Wise’s position ultimately became that of the American Jewish establishment, as Jewish leaders from Louis Marshall to Judge Felix Frankfurter, leading rabbinical scholars such as Louis Ginzberg, and the members of the Central Conference of American Rabbis all came out in support of Prohibition and ruled that unfermented grape juice replace wine in Jewish ritual ceremonies.
The Prohibition era is a distant one that most Americans understandably prefer to forget.
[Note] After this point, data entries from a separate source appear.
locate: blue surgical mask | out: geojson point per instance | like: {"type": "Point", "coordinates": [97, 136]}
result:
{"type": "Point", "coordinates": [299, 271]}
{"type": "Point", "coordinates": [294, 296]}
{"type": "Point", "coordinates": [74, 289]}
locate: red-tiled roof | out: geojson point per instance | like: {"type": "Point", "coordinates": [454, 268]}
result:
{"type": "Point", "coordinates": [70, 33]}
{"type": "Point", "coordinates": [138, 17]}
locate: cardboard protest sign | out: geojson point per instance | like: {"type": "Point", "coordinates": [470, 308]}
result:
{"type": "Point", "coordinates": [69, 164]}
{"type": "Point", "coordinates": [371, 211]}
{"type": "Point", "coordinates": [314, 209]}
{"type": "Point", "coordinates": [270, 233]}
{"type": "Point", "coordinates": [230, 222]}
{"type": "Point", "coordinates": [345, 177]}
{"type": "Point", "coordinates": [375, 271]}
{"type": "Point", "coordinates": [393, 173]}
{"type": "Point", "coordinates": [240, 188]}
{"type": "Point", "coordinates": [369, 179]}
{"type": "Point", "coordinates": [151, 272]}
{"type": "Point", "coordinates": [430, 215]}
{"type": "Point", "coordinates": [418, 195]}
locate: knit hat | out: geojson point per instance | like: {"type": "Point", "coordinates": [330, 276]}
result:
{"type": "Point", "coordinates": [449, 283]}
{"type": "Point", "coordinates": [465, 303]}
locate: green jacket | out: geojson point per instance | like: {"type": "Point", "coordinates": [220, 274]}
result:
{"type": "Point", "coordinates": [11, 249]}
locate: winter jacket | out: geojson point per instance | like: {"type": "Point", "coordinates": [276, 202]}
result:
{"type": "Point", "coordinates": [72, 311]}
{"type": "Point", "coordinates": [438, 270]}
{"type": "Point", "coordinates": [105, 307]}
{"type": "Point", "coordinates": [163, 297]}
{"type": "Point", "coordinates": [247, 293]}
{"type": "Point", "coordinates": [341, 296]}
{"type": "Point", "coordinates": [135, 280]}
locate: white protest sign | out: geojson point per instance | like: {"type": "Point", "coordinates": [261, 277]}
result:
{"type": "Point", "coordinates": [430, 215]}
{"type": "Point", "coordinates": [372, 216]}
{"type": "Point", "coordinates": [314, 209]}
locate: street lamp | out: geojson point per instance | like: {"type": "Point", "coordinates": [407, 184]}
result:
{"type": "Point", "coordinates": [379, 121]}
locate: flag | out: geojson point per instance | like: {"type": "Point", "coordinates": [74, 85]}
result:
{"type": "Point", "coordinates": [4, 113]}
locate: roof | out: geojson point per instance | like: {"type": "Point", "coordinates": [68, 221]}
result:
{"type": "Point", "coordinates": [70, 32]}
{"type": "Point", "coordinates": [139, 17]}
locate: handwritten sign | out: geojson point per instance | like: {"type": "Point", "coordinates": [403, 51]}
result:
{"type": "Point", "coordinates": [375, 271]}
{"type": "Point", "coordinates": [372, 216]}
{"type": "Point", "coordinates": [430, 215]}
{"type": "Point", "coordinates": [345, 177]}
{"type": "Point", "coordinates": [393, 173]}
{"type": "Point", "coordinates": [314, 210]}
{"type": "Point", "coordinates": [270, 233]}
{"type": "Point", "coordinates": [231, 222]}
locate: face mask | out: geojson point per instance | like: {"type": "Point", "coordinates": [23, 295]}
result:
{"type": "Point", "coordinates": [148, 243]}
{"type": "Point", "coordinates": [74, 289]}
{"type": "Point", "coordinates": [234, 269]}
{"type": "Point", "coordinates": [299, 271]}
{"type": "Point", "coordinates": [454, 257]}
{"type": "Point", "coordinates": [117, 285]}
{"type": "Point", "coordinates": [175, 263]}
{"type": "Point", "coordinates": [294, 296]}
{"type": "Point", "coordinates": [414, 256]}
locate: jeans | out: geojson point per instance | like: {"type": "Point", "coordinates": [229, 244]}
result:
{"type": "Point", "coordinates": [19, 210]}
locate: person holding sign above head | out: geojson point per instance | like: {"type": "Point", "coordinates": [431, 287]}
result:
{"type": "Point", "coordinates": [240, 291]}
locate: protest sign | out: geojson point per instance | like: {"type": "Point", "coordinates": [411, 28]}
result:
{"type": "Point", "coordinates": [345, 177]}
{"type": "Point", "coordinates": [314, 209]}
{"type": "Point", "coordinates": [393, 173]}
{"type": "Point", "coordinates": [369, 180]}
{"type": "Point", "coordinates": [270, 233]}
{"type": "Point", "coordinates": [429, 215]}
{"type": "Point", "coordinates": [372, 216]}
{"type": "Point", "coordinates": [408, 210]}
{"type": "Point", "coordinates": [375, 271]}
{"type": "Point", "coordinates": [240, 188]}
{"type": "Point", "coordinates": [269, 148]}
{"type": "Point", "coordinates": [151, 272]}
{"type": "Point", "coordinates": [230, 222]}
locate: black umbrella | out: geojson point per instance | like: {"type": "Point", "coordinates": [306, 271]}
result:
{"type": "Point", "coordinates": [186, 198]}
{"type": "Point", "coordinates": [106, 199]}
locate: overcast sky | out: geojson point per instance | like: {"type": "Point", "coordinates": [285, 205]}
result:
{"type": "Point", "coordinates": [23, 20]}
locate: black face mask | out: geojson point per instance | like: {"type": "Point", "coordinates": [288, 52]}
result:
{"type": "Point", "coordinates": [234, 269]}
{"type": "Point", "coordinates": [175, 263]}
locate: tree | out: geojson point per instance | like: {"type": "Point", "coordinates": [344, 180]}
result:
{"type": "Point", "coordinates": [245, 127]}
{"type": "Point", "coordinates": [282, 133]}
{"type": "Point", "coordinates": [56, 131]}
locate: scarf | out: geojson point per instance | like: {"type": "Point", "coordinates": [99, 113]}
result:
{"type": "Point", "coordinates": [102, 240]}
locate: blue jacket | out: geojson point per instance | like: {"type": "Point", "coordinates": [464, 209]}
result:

This is precisely why Davis’ superb study is so valuable, if only to remind us of the many complex lessons—not least for Jews—of this unique chapter of American history. Alas, even in our era, when alcohol is legal and kosher wine is available in greater assortment than ever before, Orthodox bootleggers continue to operate all over North America, if only to evade the government taxes levied on the sale of liquor. Indeed, within just a five-mile radius of my current abode in Montreal, Canada, there are more than a dozen Hasidic operations selling strictly kosher wines and moonshine, from the back rows of shtiebels to the corridors of mikvahs. The scandals that will result from their inevitable discovery lends credence to the old warning about the consequences to those who forget their history.